In the long run, we might see that there will be at least three pillars for treating CKD – ACEi & ARBs, Finerenone and SGLT2 inhibitors.

So I believe in the long run, if I speak to many physicians, the combined therapeutic approach in CKD will take up more and more due to the high residual risk in all CKD studies and the only critical question will be which drug to start first and then escalate quickly.

 

Q: The company is currently testing and expanding the potential of Kerendia for treating type 1 diabetes and non-diabetic kidney disease. Why do you think Kerendia will function as a kidney drug on its own, regardless of whether you have diabetes or not?

A: As we said, Kerendia doesn't have glucose-lowering potential, which makes the treatment completely independent of glucose.

We are looking into inflammation and fibrosis.

In preclinical models, it was seen that finerenone reduced inflammation and fibrosis, and we also see hemodynamic effects.

We are currently conducting a non-diabetic CKD study called FIND-CKD. This study looks into the hypertension field, the second largest area of CKD after diabetes, including IgA nephropathy and other forms of CKD etiologies.

Due to the mode of action being more hemodynamic and anti-inflammatory as shown in preclinical models, we believe we don't need diabetes as a background therapy to show that Kerendia is working.

FIND-CKD, initiated in Sep. 2021, is a phase 3 study to investigate the efficacy and safety of finerenone in addition to guideline-directed therapy on the progression of CKD in more than 1,500 patients with non-diabetic chronic kidney disease etiologies, including hypertension and chronic glomerulonephritis.

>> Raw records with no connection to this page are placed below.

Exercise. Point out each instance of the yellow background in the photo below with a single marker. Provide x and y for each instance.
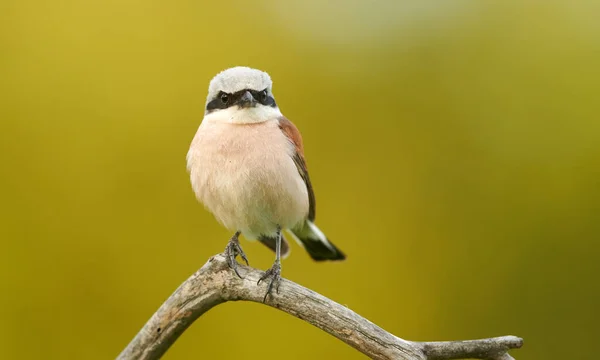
(454, 148)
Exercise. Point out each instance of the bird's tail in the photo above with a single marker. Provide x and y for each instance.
(316, 243)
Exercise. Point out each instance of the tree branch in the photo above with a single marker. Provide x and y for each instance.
(216, 283)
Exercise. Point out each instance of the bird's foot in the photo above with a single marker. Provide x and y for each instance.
(232, 250)
(275, 273)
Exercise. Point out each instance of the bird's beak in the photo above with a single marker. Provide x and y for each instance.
(246, 100)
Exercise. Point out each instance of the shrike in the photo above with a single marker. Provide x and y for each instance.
(247, 166)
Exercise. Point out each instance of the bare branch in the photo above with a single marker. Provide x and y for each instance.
(215, 283)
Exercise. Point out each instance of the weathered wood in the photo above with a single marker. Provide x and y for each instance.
(216, 283)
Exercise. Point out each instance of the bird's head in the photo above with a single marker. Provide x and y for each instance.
(241, 95)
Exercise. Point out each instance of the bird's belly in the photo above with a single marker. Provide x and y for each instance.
(246, 177)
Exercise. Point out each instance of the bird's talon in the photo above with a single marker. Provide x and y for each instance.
(275, 273)
(232, 250)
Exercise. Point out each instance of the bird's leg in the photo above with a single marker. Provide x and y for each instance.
(275, 271)
(232, 250)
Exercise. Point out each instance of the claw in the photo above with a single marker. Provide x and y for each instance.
(275, 273)
(232, 250)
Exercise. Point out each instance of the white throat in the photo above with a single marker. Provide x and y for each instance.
(237, 115)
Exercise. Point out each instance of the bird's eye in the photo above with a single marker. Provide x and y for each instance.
(224, 98)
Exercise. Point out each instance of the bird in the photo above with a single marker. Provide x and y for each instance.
(247, 167)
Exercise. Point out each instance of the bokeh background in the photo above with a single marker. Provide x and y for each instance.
(454, 147)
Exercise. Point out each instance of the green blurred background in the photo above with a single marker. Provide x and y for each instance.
(454, 148)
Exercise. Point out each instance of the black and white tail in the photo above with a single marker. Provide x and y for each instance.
(315, 242)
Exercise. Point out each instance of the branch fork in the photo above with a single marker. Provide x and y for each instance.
(216, 283)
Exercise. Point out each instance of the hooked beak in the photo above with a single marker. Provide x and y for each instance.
(247, 100)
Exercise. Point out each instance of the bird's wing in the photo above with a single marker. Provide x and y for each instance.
(292, 133)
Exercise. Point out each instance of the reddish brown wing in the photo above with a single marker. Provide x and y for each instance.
(292, 133)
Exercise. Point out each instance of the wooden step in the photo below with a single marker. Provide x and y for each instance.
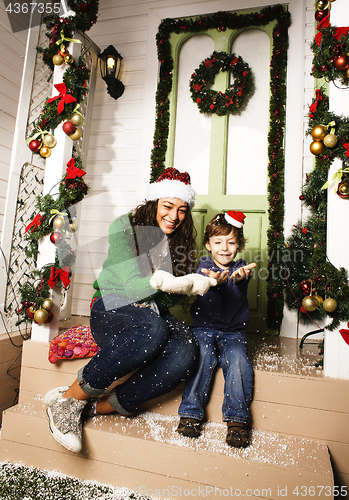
(146, 454)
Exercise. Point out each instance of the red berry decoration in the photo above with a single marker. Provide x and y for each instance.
(68, 128)
(341, 62)
(320, 14)
(83, 7)
(56, 238)
(34, 145)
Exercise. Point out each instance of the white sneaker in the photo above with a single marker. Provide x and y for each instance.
(53, 394)
(64, 417)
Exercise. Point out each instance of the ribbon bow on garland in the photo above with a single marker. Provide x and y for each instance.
(56, 274)
(63, 96)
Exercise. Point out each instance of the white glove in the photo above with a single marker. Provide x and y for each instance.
(190, 284)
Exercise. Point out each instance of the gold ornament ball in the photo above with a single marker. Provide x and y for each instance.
(47, 304)
(319, 299)
(310, 303)
(57, 60)
(59, 222)
(45, 152)
(330, 140)
(321, 4)
(40, 315)
(318, 132)
(73, 227)
(49, 141)
(76, 135)
(330, 305)
(316, 147)
(77, 119)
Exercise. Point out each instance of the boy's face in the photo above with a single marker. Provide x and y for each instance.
(223, 249)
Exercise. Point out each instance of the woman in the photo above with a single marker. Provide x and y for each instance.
(144, 274)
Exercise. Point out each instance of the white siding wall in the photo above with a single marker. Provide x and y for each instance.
(12, 50)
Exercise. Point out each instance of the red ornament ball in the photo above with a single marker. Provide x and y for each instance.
(305, 287)
(56, 238)
(341, 62)
(34, 145)
(68, 127)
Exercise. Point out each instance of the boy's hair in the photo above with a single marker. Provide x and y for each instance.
(218, 226)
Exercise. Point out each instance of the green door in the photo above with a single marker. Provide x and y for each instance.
(226, 156)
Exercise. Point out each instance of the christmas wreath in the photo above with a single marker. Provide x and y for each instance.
(211, 101)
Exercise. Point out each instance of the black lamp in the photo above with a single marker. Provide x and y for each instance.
(110, 63)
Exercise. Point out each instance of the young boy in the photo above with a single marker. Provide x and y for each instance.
(220, 318)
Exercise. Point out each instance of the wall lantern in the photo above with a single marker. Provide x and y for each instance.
(110, 63)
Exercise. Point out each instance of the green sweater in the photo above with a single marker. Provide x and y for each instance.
(121, 272)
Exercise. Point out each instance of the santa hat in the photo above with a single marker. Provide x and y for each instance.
(234, 218)
(172, 184)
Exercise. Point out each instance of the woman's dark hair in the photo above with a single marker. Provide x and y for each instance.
(218, 226)
(181, 242)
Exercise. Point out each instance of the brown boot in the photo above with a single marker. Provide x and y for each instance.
(238, 435)
(190, 427)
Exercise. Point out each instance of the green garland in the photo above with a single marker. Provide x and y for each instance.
(71, 190)
(278, 63)
(309, 238)
(330, 43)
(210, 101)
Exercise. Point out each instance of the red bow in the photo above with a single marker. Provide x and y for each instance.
(325, 23)
(346, 146)
(56, 274)
(72, 171)
(345, 335)
(35, 223)
(314, 106)
(63, 96)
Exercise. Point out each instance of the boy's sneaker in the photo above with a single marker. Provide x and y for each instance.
(53, 394)
(190, 427)
(64, 417)
(238, 435)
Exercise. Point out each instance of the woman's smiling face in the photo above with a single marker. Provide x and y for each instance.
(170, 214)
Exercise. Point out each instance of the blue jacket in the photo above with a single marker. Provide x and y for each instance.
(223, 307)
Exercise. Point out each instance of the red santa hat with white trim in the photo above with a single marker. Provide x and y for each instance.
(172, 184)
(235, 218)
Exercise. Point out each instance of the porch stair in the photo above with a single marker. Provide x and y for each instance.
(292, 426)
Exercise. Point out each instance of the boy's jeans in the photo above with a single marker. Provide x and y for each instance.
(161, 349)
(229, 350)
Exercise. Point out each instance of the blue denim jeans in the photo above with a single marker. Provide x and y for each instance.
(229, 350)
(161, 349)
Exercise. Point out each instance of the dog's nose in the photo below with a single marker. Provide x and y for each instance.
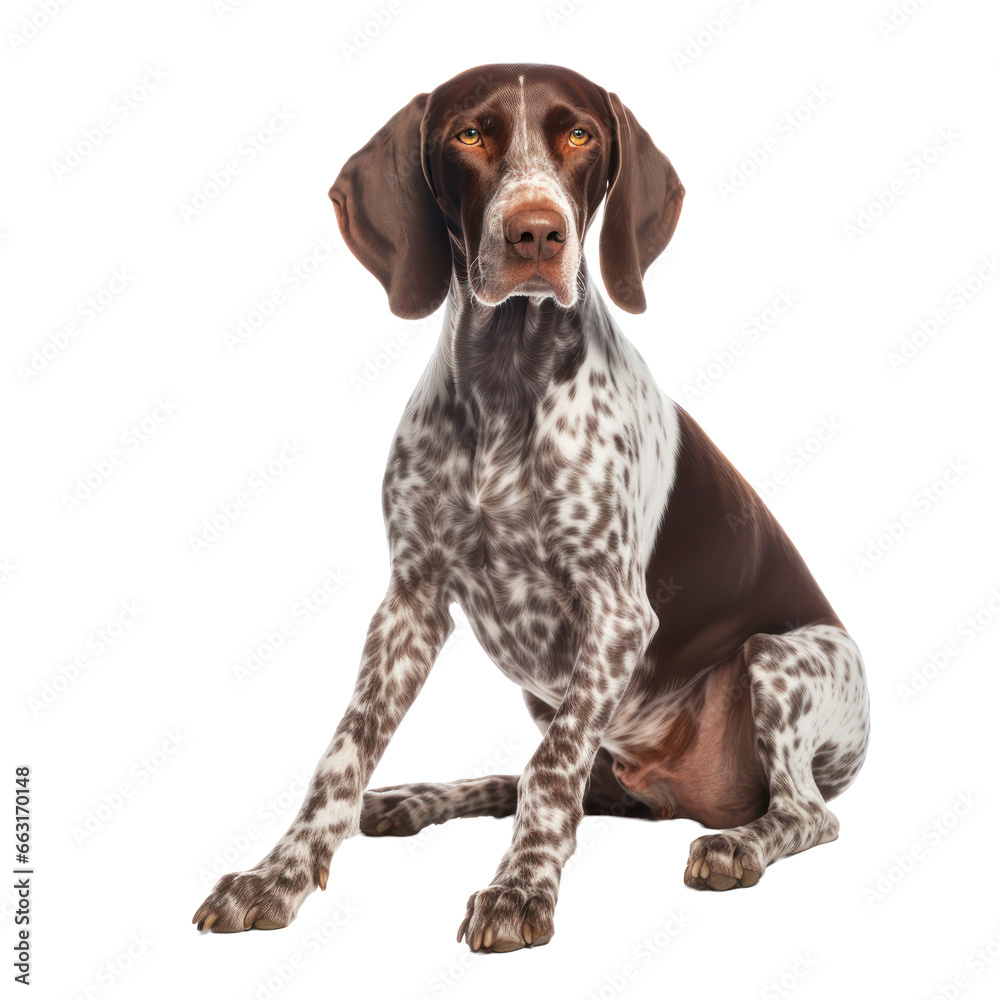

Regarding type 1 diabetes, while we don't have a type 1 diabetes study for adults, we have a pediatric program called Fiona.

FIONA, initiated in November 2021, is a phase 3 study investigating the efficacy, safety, pharmacokinetics, and pharmacodynamics (PK/PD) of finerenone, in addition to standard of care, in approximately 200 pediatric patients with CKD and severely increased proteinuria.

In the study, we are not excluding children with type 1 diabetes.

 

Q: Lastly, could you explain how far the company expects using Kerendia to expand?

A: Our basis is patients with type 2 diabetes and CKD with data from the phase 3 studies FIDELIO-DKD and FIGARO-DKD, and the pooled analysis FIDELITY.

Then if we look just at the CKD space, we will expand into the non-diabetic CKD space, and we have our pediatric CKD program.

I would also like to mention that we have a study called CONFIDENCE, which is a phase 2 study in type 2 diabetes and CKD, and we are testing the hypothesis that the initial initiation of finerenone and SGLT-2 inhibitor will be superior in UACR reduction after six months in comparison to each of the treatments used as a monotherapy.

In the cardiology field, we are conducting FINEARTS-HF, a study to investigate finerenone vs. placebo in approximately 6,000 patients with symptomatic heart failure with preserved ejection fraction.